Recall that Facebook has previously proposed selling facial recognition capabilities to retail stores that would tie the people walking around their storefronts back to their Facebook profiles without their consent.

One could easily imagine Facebook constructing a vast database of license plates that would add a list of all vehicles owned by each of its two billion users. This could in turn be sold as a service to governments or private companies to turn private internet-connected camera networks into realtime surveillance platforms. Coupled with Facebook’s vast facial recognition database, the company could offer a realtime parking lot inventory to a store, along with the identity of each driver and passenger in all of those vehicles and their realtime location within the store, along with all of their interests and an estimate of whether they are a potential shoplifter or a valuable potential customer.

It could then turn around and sell a feed to law enforcement and government security services that provides them the realtime location of every citizen and visitor within their borders as they go about their daily lives. Even those going to great lengths to conceal their location from security services by not carrying any electronic devices would likely eventually be spotted by one of these Facebook-connected cameras.

Again, the company declined to comment about its license plate scanning technology.

Tellingly, when asked whether the company had since deployed facial recognition to any of its security cameras, the company declined to comment. For a company that typically pushes back forcefully on privacy-related rumors, the fact that Facebook did not deny having now deployed facial recognition to its camera networks is a critical reminder of the rights we grant it to our private data.

Given that Facebook already transforms our private photographs into monetizable facial recognition models that it uses to identify images we appear in, it doesn’t take much imagination to foresee the company simply taking those existing models and connecting them to its global network of surveillance cameras. The company’s generous exceptions to its privacy and safety settings allow it to ignore most user preferences when it comes to the safety and security of the platform, opening the possibility that it could build facial recognition models even for those who have explicitly demanded the company not do so, potentially placing the company in conflict with GDPR for its EU users.

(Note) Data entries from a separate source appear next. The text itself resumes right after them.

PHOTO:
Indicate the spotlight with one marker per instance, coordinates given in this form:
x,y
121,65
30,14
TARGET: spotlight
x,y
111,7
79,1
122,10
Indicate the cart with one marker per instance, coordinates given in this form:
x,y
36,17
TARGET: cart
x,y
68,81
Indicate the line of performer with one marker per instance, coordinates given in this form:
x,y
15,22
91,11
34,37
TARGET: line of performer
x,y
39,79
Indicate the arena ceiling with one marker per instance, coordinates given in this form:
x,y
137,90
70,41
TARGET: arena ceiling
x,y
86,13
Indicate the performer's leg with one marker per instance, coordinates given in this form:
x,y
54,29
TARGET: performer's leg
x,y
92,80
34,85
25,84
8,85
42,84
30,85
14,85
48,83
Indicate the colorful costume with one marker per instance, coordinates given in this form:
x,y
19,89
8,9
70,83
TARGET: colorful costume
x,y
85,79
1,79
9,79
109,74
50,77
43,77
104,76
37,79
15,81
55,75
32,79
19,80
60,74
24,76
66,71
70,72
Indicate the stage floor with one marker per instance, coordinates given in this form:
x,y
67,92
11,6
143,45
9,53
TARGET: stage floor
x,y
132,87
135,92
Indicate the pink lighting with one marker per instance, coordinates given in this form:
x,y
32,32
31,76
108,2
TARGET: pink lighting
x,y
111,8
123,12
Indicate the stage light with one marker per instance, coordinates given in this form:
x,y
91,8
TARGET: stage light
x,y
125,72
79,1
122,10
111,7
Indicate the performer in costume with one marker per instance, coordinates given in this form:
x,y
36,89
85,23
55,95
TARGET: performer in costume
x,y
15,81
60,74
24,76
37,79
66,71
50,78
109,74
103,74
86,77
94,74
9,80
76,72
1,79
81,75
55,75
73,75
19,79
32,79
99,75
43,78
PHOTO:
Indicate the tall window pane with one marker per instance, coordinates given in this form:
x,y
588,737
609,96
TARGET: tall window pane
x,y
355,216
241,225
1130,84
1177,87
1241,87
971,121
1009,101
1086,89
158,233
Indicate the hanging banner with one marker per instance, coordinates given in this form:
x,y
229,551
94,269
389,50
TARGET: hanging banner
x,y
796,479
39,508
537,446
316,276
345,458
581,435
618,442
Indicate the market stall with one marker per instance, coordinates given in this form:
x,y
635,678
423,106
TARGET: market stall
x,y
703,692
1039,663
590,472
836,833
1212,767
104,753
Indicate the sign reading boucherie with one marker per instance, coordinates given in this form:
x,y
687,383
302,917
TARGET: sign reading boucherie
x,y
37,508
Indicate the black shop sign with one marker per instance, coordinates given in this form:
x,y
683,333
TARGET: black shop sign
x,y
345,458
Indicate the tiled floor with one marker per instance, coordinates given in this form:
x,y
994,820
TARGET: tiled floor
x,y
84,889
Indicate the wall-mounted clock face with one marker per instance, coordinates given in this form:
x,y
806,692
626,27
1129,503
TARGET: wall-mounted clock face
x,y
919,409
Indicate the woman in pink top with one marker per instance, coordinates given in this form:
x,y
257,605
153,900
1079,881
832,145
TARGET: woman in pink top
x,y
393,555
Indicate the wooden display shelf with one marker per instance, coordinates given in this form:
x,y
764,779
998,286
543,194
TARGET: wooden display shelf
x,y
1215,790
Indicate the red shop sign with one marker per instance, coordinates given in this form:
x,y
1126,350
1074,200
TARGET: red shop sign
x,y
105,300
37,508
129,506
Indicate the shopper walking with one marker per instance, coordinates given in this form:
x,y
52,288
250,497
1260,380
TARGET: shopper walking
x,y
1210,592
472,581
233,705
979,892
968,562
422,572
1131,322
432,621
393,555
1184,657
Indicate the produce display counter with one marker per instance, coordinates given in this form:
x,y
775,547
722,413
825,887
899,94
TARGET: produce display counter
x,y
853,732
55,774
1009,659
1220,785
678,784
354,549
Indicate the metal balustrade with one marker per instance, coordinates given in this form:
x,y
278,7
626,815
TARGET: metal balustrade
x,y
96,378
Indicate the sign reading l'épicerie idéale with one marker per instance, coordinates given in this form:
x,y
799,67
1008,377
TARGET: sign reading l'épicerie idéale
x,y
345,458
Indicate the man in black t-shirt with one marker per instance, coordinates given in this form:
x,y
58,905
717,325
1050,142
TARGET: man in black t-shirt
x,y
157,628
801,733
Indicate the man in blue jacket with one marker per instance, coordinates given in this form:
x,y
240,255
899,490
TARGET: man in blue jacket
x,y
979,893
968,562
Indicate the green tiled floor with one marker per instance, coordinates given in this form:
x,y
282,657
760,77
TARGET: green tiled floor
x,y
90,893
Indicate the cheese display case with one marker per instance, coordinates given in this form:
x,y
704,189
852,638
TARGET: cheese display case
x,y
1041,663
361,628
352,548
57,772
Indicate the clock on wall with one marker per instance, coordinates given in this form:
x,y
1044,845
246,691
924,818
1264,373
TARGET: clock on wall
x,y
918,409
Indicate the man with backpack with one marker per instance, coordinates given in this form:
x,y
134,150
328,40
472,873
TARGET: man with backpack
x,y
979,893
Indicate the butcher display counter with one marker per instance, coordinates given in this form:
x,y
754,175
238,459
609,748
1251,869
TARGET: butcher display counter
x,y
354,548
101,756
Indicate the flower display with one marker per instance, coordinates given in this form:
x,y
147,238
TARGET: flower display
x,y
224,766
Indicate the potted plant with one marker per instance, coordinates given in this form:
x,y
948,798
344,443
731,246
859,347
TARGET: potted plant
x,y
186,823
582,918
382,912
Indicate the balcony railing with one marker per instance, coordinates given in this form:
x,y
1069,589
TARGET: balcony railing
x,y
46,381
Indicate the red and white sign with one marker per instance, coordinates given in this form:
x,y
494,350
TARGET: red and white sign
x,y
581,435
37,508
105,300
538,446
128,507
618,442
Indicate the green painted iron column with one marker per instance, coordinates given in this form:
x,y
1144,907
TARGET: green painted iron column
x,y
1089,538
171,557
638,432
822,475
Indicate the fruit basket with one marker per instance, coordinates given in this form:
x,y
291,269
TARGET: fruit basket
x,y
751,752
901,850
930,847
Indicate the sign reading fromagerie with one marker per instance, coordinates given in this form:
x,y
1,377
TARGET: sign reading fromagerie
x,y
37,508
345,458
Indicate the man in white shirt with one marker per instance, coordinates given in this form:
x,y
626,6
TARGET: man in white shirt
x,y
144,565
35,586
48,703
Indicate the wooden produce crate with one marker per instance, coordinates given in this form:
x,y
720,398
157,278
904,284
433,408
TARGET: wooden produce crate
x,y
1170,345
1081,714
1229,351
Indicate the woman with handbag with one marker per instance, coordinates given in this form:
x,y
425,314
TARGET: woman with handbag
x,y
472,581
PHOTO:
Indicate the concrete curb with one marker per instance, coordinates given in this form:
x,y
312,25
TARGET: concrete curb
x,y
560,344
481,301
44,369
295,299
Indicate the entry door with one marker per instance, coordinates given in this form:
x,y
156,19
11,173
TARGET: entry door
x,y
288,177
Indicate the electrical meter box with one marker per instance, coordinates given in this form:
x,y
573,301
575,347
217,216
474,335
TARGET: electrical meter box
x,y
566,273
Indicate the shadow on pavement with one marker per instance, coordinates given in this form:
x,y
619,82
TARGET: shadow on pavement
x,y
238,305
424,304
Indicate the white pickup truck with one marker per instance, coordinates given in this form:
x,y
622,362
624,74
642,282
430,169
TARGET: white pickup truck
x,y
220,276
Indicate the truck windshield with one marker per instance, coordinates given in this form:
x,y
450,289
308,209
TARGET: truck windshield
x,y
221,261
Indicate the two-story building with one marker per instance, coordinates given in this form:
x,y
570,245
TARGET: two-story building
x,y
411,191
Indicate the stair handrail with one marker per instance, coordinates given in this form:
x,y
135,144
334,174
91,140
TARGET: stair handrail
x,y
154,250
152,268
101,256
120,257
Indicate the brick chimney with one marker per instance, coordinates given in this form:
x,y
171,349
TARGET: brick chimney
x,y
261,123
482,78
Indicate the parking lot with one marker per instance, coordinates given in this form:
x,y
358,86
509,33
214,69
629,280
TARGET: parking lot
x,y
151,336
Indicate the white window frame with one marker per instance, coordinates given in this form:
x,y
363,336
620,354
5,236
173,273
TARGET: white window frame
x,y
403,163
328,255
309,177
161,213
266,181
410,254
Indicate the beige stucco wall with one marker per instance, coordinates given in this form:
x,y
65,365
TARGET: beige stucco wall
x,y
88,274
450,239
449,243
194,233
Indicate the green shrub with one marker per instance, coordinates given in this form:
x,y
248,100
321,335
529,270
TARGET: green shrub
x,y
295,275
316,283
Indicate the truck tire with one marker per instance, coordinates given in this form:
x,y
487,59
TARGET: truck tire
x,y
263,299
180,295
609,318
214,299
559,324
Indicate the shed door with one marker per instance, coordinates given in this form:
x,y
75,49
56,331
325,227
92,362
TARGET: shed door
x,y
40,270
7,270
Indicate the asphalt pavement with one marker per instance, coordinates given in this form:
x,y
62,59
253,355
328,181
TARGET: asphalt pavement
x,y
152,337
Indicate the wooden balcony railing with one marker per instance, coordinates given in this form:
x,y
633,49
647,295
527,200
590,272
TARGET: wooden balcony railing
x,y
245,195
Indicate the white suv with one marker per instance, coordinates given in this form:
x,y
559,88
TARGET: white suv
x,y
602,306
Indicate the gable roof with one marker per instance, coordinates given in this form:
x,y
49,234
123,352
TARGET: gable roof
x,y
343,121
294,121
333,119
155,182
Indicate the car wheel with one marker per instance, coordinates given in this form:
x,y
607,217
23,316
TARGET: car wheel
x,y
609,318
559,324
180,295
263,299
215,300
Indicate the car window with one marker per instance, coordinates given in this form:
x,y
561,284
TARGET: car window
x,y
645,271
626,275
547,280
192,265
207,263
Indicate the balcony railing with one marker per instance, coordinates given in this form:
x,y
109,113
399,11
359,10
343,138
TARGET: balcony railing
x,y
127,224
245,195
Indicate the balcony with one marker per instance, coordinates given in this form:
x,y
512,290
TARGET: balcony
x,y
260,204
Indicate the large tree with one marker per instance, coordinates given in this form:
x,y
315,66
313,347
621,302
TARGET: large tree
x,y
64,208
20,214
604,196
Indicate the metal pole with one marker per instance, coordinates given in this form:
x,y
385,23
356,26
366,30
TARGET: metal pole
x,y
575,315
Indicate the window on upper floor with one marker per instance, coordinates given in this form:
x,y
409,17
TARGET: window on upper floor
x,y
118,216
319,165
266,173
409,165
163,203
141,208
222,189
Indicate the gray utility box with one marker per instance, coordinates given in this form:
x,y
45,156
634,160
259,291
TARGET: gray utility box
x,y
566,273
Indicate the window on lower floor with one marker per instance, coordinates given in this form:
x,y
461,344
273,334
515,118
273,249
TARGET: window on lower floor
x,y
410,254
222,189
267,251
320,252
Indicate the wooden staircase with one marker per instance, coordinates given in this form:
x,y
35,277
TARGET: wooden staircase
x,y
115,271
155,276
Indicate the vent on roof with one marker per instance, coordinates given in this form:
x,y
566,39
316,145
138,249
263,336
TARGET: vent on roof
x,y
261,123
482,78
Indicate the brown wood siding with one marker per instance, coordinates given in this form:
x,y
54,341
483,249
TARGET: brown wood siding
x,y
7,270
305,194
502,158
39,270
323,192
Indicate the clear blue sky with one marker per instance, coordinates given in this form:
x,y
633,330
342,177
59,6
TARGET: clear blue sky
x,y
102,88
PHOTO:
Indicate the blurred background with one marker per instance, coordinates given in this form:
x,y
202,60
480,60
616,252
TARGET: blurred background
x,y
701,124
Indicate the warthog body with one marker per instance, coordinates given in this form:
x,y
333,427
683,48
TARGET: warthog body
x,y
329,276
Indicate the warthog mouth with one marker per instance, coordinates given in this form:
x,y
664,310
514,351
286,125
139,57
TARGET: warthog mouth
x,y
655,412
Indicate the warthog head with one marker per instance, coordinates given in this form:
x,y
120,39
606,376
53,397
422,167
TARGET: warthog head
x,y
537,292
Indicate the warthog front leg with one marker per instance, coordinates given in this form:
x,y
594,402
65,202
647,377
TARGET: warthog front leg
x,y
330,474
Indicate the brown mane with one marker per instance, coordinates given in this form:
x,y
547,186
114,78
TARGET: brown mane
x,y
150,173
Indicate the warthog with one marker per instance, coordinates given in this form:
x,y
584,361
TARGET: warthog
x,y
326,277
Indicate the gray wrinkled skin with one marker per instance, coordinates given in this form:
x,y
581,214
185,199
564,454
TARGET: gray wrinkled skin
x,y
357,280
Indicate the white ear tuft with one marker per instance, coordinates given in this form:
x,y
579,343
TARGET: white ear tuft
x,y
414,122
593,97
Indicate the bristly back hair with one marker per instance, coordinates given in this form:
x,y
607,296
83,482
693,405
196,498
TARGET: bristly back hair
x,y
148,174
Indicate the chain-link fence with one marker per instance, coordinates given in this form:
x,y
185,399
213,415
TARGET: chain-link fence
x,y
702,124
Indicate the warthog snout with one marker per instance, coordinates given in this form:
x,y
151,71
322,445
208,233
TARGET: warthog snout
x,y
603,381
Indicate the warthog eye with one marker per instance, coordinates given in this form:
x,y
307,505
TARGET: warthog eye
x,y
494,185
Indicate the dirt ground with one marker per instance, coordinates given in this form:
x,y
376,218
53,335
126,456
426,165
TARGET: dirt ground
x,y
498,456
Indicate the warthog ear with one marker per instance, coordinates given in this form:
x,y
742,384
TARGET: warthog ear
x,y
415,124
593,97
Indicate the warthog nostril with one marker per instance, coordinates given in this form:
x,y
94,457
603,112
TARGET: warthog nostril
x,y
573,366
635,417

Once again, the company declined to comment on where its facial recognition imagery comes from or whether it would commit to not mass harvesting its users’ private imagery to build its global surveillance network.

The company’s cozy relationship with law enforcement also raises serious questions about its commitment to privacy. The kind of mass facial recognition and tracking platforms the company has built for itself are tailor-made for the needs of repressive governments all across the world, suggesting that much like its advertising selectors, its physical surveillance platform will soon be co-opted by governments to outsource their intelligence and repression needs, if it hasn’t already.

Putting this all together, in the end, we are once again reminded that in our rush to livestream our lives and pour our most intimate moments into Facebook’s walled garden, we are signing away the rights to our privacy, our thoughts and even our likenesses to a private company that has the legal right to do whatever it pleases with our information and is under no obligation of any kind to tell us what it does with and to our very lives. Orwell would be proud.